A contre-courant / Économistes atterrés : la suite
dans l’hebdo N° 1123 Acheter ce numéro
Le Manifeste des économistes atterrés, à sa modeste façon, est l’une des manifestations du nouveau type de mouvements sociaux que la crise rend nécessaire en France et en Europe. Un mouvement qui conteste l’hégémonie des couches rentières et de l’industrie financière, et qui avance ses propres solutions en rupture avec les logiques néolibérale et xénophobe. Un mouvement unitaire, massif, radical, européen.

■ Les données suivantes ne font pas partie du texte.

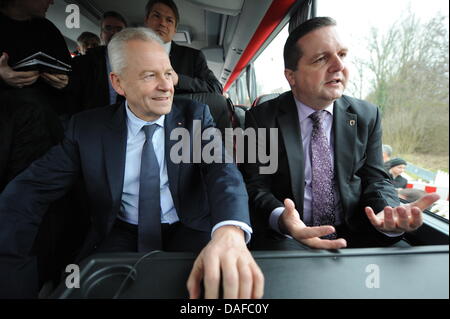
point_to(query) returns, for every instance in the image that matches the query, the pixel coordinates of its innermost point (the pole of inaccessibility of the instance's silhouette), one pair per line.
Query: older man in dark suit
(140, 199)
(330, 166)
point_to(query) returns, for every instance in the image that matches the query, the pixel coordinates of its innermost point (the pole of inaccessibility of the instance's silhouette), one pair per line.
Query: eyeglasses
(112, 28)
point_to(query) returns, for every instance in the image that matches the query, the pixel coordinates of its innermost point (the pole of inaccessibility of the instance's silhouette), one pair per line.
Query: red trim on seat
(273, 16)
(430, 189)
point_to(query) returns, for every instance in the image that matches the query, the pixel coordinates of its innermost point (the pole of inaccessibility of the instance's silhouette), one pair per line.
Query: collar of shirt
(135, 124)
(304, 111)
(168, 46)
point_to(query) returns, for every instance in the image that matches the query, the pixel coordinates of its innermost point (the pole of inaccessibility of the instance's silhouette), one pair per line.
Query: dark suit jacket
(95, 148)
(194, 74)
(88, 86)
(361, 179)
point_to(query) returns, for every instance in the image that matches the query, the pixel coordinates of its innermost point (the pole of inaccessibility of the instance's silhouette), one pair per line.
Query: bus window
(398, 60)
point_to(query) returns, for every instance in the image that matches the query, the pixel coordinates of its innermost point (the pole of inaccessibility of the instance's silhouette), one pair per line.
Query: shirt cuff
(246, 228)
(274, 218)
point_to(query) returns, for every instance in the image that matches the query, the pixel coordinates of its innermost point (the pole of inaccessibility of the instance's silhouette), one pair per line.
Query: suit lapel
(114, 147)
(290, 131)
(345, 128)
(173, 120)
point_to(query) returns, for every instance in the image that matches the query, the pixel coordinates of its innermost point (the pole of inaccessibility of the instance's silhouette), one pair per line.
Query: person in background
(387, 152)
(410, 194)
(140, 199)
(25, 31)
(192, 72)
(396, 168)
(87, 40)
(330, 190)
(90, 85)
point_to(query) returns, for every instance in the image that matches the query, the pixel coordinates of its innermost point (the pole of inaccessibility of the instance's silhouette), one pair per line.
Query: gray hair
(116, 47)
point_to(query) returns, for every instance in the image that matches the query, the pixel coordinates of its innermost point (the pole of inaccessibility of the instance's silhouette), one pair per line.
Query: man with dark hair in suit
(89, 84)
(139, 197)
(330, 180)
(192, 72)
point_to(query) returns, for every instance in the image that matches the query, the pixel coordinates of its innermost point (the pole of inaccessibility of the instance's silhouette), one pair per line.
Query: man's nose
(165, 83)
(337, 64)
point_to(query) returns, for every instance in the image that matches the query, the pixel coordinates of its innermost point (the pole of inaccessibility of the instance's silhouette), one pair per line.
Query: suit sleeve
(377, 189)
(227, 195)
(22, 206)
(203, 80)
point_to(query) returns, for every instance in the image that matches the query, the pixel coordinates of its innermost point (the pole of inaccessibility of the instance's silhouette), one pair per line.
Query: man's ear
(115, 82)
(289, 74)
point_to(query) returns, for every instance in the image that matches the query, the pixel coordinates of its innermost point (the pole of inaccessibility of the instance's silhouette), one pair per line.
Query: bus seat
(264, 98)
(239, 111)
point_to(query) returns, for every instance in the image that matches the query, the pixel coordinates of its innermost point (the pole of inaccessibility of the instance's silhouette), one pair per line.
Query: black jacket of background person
(361, 179)
(95, 147)
(21, 39)
(89, 86)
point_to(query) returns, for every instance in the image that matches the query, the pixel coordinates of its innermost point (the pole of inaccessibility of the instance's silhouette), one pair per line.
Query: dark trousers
(175, 237)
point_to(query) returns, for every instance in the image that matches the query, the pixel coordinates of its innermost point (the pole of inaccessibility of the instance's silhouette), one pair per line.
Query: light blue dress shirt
(129, 211)
(112, 92)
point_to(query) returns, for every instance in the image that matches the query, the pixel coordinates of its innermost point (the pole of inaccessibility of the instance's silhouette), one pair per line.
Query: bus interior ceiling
(204, 24)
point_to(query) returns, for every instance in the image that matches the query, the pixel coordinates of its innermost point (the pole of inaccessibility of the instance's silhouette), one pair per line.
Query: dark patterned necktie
(149, 225)
(322, 175)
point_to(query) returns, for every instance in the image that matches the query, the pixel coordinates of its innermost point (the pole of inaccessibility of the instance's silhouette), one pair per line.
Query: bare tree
(410, 68)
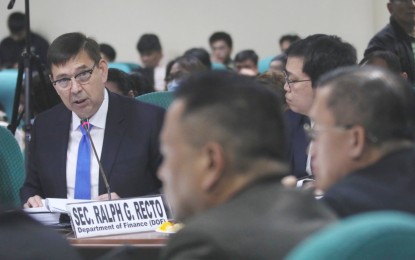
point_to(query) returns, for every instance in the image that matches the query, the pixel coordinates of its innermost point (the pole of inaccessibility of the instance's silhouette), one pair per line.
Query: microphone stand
(85, 125)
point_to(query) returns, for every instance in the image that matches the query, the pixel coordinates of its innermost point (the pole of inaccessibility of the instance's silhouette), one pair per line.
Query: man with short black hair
(221, 47)
(11, 47)
(223, 152)
(246, 63)
(363, 141)
(151, 54)
(398, 36)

Un mouvement unitaire : le manifeste (qui sort en librairie le 3 novembre) ne rassemble pas que des économistes habituellement qualifiés « d’hétérodoxes », ceux qui assument un positionnement scientifique minoritaire, voire marginal, dans le champ académique. Il inclut, plus largement, des chercheurs qui – à l’image, toutes proportions gardées, des Stiglitz ou Krugman –, sans avoir rompu avec une méthodologie individualiste, réfutent les hypothèses simplistes qui sont à la base des préceptes néolibéraux.
Ce caractère large permet au manifeste de toucher massivement la profession : plus de 1 300 signataires, dont une très grande majorité d’universitaires. Mais il n’empêche pas la radicalité. Le manifeste vise la clé de voûte de l’édifice idéologique néolibéral : l’hypothèse de l’efficience des marchés financiers. Il réfute la prétention de l’industrie financière à déterminer les orientations de l’économie et de la société. Il avance des mesures fortes de rupture avec le néolibéralisme – comme le contrôle et la taxation des flux financiers, la monétisation de la dette publique, voire son annulation partielle ou totale, une fiscalité européenne fortement redistributrice, une remise en cause de la libre circulation des capitaux et des marchandises… Certes, comme le remarquait Geneviève Azam dans cette colonne il y a trois semaines, le manifeste ne rompt pas avec l’idéologie de la croissance. Mais il permet – enfin – l’ouverture de ce débat essentiel au sein de la communauté des économistes, comme l’a montré le colloque organisé par les économistes atterrés à Paris le 9 octobre.
Tout cela n’aurait pas été possible avant la crise européenne. La crise financière de 2007-2008 avait montré la faillite de la dérégulation financière. Mais, dans un premier temps, les États, sous l’emprise de la nécessité, avaient semblé répudier les dogmes : relance budgétaire, nationalisations de banques, interventions publiques massives… La crise grecque a montré qu’il n’en était rien : les gouvernements européens ont contraint la Grèce – et se contraignent eux-mêmes – à satisfaire les exigences des spéculateurs financiers sans avoir pris aucune mesure significative de régulation à leur encontre. Surtout, cette crise a dévoilé la faillite de l’Union européenne. L’euro était supposé construire une zone de coopération économique. Mais la concurrence sociale et fiscale (remportée la première par l’Allemagne, la seconde par l’Irlande…), la liberté de circulation des capitaux, la dérégulation et les privatisations ont aggravé la concentration des revenus et des pouvoirs, creusé les inégalités entre pays et au sein de chaque pays. Les États et les institutions européennes se sont volontairement privés des outils budgétaires et politiques nécessaires à la construction de solidarités continentales. La crise financière a provoqué d’énormes déficits publics. Les marchés financiers ont pu mordre la main des États qui les avaient sauvés, poussant ceux-ci à imposer aux populations des plans d’austérité généralisée sous l’égide du FMI et des agences de notation financière.
Ce constat est si incontestable qu’il déstabilise le pseudo-consensus « pro-européen ». Non seulement les politiques néolibérales ne sont pas les seules compatibles avec le projet européen, mais elles sont l’obstacle direct à de vraies solidarités européennes. Les lignes qui séparaient les « camps » du non et du oui au TCE commencent à bouger. Le traité de Lisbonne apparaît à tous comme dérisoire par rapport aux enjeux de la crise européenne. Pour stopper les dérives xénophobes et racistes qui montent partout en Europe, il n’y a qu’une voie : construire des alternatives solidaires en Europe. De nombreux économistes veulent s’y atteler, en France et en Europe. Avec les scientifiques d’autres disciplines, et avec les citoyens.